Firerock Golf Club
Architect: Thomas McBroom
Location: Komoka, Ont., Canada
Canadian architect Tom McBroom conceived of Firerock in 2003, and the course opened in mid-2004. It is interesting for a number of reasons. First of all, as a business, it is a mid-to-high end golf course built in an area (London, Ont.) with few such options. Secondly, and more to the point, McBroom’s bunkering technique make Firerock a real treat in places.
Take for example the first hole (above), a strong par-five opener. The tee shot is easy enough, bending to the right, but McBroom has used natural grasses and a unique greensite to create a good hole. Too bad the second, a rather bland par four with the standard use of a holding pond isn’t up to the same level.
While McBroom’s earlier courses used wild greens (giving him a lot of critics as well as fans), he’s toned it down over time. The only concern I have is that in toning down some features, he’s often created bland, uninteresting and safe golf — the types of courses built by owners with little experience in the game. But Firerock, Wildfire and the soon-to-open masterpiece Oviinbyrd (which few will ever see), prove he’s taken his designs to the next level. He’s also willing to experiment, like the use of the mound on the fourth hole at Firerock (see photo below).

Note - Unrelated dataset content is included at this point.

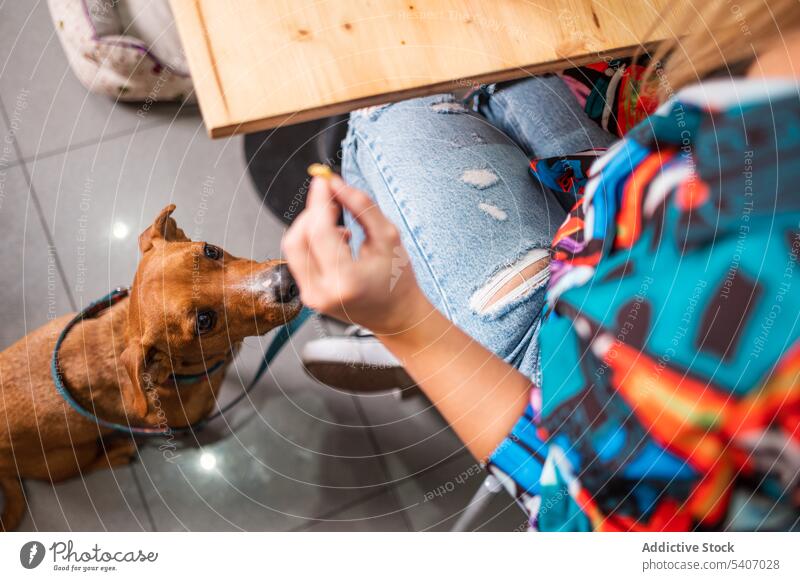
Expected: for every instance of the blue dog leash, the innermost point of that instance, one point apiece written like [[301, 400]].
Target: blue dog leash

So does this make Firerock great? Far from it — it still has some lacklustre holes. But the best, like the 10th, a dogleg par four with a blind tee shot, are outstanding. Though some may find the 10th confusing (apparently McBroom was forced to make some alterations because of an archiological find during clearing), it offers a couple of options. You can play the tee shot straight down the fairway to the corner, leaving a downhill approach of around 200 yards, or one can tackle the corner with a driver, risking leaving it in the fescue, but also potentially providing a much shorter shot into an interesting green. Some may not appreciate the hole’s strategy the first time around, but it offers players options — exactly what a good golf hole should do.
The finishing hole, a par four that features a dramatically perched greensite, also looks awesome (I didn’t get a chance to play it — hopefully that’ll happen in the spring).
The worst sees McBroom mixing styles which leads to confusing themes. The best bits at Firerock are the hand worked bunkers — something McBroom seems to have picked up from the recent renovation at Toronto’s St. George’s, where he is a member.
There’s enough at Firerock to make it worth seeking out, especially if you have a chance to visit one of the area’s other great courses — like Donald Steel’s Redtail, or Stanley Thompson’s group which include Sunningdale, St. Thomas and Highlands.